Если выбирать худший миг этих дней, вот он: когда я под проливным дождем шел по лужайке перед домом с охапкой отцовых галстуков – закинуть их в фургончик «Миссии доброй воли». Галстуков было не меньше сотни, многие я помнил с детства: узоры, цвета, очертания, отпечатавшиеся в самом раннем моем сознании так же ясно, как само отцово лицо. Выбрасывать их, как просто мусор, мне было невыносимо, и вот в тот самый миг, когда я швырнул их в фургон, слезы подступили как никогда близко. Даже не гроб, опускаемый в землю, – воплощение похорон, казалось мне, а – выбрасывать вот эти галстуки. Я наконец понял, что мой отец умер.
Вчера поиграть с Дэниэлом пришел кто-то из соседских детишек. Девочка лет трех с половиной, она недавно выяснила, что большие тоже когда-то были детьми и даже у ее мамы с папой есть родители. В какой-то момент она сняла телефонную трубку и пустилась в беседу понарошку, затем повернулась ко мне и сказала:
– Пол, это ваш папа. Он хочет с вами поговорить. – Ужас. Я подумал: на том конце провода призрак, и он и впрямь желает со мной побеседовать. Голос вернулся ко мне лишь немного погодя.
– Нет, – наконец ляпнул я. – Не может такого быть. Мой папа сегодня звонить не будет. Его тут нет.
Я подождал, пока она положит трубку, и ушел из комнаты.

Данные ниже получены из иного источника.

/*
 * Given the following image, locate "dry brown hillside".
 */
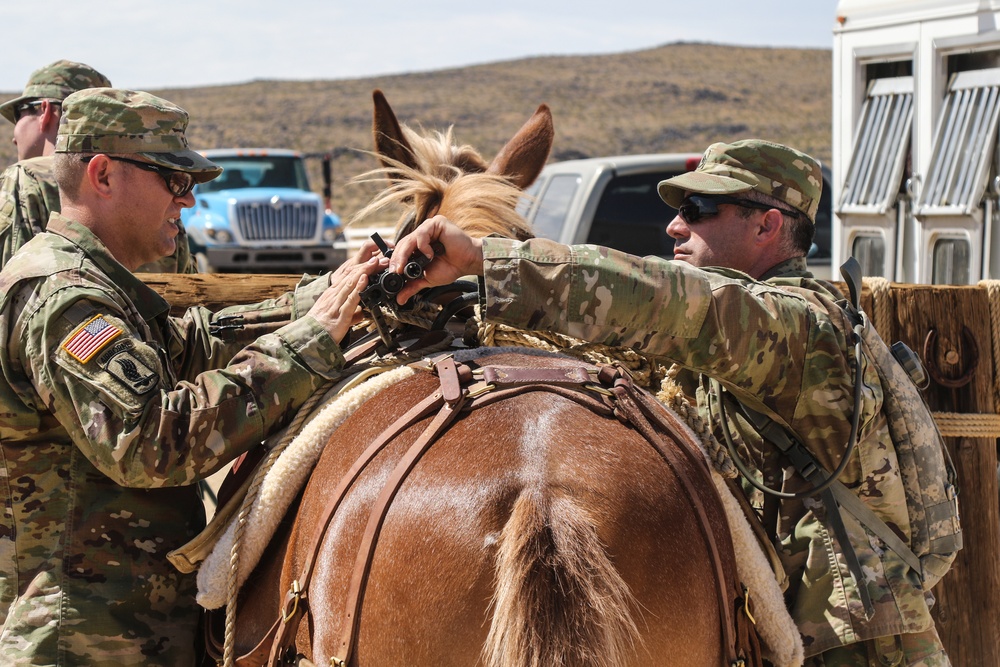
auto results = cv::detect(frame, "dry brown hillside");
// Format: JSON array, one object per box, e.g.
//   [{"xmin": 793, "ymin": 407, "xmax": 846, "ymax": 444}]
[{"xmin": 0, "ymin": 42, "xmax": 832, "ymax": 225}]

В чулане его спальни я обнаружил несколько сотен фотографий – разложенных по манильским конвертам, прицепленных к черным страницам покоробленных альбомов, разбросанных по выдвижным ящикам просто так. Судя по такому способу хранения, он никогда их не пересматривал, даже забыл, что они у него есть. Один очень большой альбом, переплетенный в дорогую кожу, с золотым тиснением на обложке: «Это наша жизнь: Остеры», – внутри был совершенно пуст. Кто-то, вероятно, мать, некогда потрудился заказать этот альбом, но никто ни разу не обеспокоился его заполнить.
Вернувшись домой, я принялся изучать эти снимки с зачарованностью, граничившей с манией. Для меня они были неотразимы, драгоценны, сродни святым мощам. Казалось, они способны рассказать мне такое, чего я раньше не знал, открыть некую доселе скрытую истину, и я вглядывался в каждый снимок сосредоточенно, впитывая мельчайшие детали, каждую самую незначительную тень, пока все эти изображения не стали частью меня. Я не хотел, чтобы что-то потерялось.

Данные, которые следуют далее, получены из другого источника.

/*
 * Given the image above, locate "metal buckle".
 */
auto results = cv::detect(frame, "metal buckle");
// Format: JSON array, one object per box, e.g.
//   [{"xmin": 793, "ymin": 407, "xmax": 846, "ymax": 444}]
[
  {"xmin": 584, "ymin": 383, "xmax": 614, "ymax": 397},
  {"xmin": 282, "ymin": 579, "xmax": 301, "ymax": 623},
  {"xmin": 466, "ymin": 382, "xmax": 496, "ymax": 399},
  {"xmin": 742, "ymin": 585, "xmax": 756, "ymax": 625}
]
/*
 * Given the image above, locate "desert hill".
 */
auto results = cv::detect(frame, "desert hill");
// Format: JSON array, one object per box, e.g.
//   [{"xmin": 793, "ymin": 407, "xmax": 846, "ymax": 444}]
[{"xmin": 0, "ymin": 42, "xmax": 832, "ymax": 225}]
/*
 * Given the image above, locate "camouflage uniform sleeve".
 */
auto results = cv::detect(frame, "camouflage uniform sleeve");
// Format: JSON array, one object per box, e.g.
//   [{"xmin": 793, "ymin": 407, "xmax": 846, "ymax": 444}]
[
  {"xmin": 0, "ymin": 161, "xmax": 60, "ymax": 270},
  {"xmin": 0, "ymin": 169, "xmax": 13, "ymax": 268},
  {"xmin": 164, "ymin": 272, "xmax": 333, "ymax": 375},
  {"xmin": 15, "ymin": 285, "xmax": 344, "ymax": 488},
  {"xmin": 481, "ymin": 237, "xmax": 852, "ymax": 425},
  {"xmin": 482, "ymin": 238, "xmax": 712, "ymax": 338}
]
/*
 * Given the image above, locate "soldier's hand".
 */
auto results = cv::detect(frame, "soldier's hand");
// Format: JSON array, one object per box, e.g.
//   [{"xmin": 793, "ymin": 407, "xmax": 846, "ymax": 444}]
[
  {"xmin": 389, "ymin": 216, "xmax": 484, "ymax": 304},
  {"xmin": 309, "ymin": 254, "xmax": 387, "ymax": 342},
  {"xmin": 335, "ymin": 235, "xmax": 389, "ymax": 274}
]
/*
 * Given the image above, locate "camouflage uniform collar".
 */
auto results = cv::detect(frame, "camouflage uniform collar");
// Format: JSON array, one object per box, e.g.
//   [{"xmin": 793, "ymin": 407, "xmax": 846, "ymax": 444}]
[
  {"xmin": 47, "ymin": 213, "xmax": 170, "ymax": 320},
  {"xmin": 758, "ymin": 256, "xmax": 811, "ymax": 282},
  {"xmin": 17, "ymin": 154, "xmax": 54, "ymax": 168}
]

Смерть отбирает у человека его тело. В жизни человек и его тело – синонимы; в смерти есть человек и есть его тело. Мы говорим: «Вот тело такого-то», – как будто тело это, некогда бывшее самим человеком, а не тем, что его представляет или принадлежит ему, не сам этот некто, вдруг перестало иметь какое-либо значение. Кто-то заходит в комнату, вы пожимаете друг другу руки, и у вас не возникает ощущения, что вы пожимаете руку его руке или здороваетесь с его телом – вы здороваетесь с ним самим. Смерть это меняет. Вот тело такого-то, а не сам такой-то. Совершенно другой синтаксис. Теперь мы говорим о двух вещах, а не об одной, подразумевая, что человек существует себе и дальше, но лишь как идея, гроздь образов и воспоминаний в умах других людей. Что же до тела, оно – всего-навсего плоть и кости, кучка чистой материи.

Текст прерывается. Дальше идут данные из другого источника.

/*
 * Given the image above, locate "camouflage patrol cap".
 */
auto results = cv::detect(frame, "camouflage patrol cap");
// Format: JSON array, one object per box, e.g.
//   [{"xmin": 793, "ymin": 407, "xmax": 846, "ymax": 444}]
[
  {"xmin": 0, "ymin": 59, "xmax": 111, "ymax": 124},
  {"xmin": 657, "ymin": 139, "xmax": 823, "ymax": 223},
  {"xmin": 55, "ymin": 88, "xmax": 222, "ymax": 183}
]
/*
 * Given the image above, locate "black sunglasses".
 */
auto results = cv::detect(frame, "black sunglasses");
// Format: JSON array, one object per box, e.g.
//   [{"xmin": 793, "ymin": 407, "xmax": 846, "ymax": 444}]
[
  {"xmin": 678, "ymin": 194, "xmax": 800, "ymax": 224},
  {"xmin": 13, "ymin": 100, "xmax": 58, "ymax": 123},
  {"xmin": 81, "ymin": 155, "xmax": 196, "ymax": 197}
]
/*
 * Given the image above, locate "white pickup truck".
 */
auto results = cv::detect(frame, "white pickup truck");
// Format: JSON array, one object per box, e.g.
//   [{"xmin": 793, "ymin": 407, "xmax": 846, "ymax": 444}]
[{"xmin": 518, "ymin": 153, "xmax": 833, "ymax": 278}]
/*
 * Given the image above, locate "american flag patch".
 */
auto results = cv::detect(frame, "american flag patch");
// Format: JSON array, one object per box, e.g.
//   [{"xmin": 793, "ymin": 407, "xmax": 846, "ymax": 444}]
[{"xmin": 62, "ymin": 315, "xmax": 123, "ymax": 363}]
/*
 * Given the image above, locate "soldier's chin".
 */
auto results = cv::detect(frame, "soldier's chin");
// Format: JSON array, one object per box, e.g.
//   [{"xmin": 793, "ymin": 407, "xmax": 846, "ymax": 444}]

Находка этих фотографий была важна для меня, потому что они, казалось, подтверждают физическое присутствие моего отца в мире, сообщают мне иллюзию того, что он по-прежнему есть. Оттого, что многих снимков я никогда раньше не видел, особенно тех, где он в молодости, у меня возникло странное ощущение, будто я впервые с ним познакомился, и какая-то часть его только начинает существовать. Я потерял отца. Но в то же время и нашел его. Коль скоро у меня эти снимки перед глазами, покуда я продолжаю в них всматриваться со всем своим вниманием, он как будто бы еще жив, даже после смерти. А если не жив, то хотя бы не мертв. Или же, скорее, как-то подвешен, замкнут во вселенной, не имеющей со смертью ничего общего, куда смерть никогда не может войти.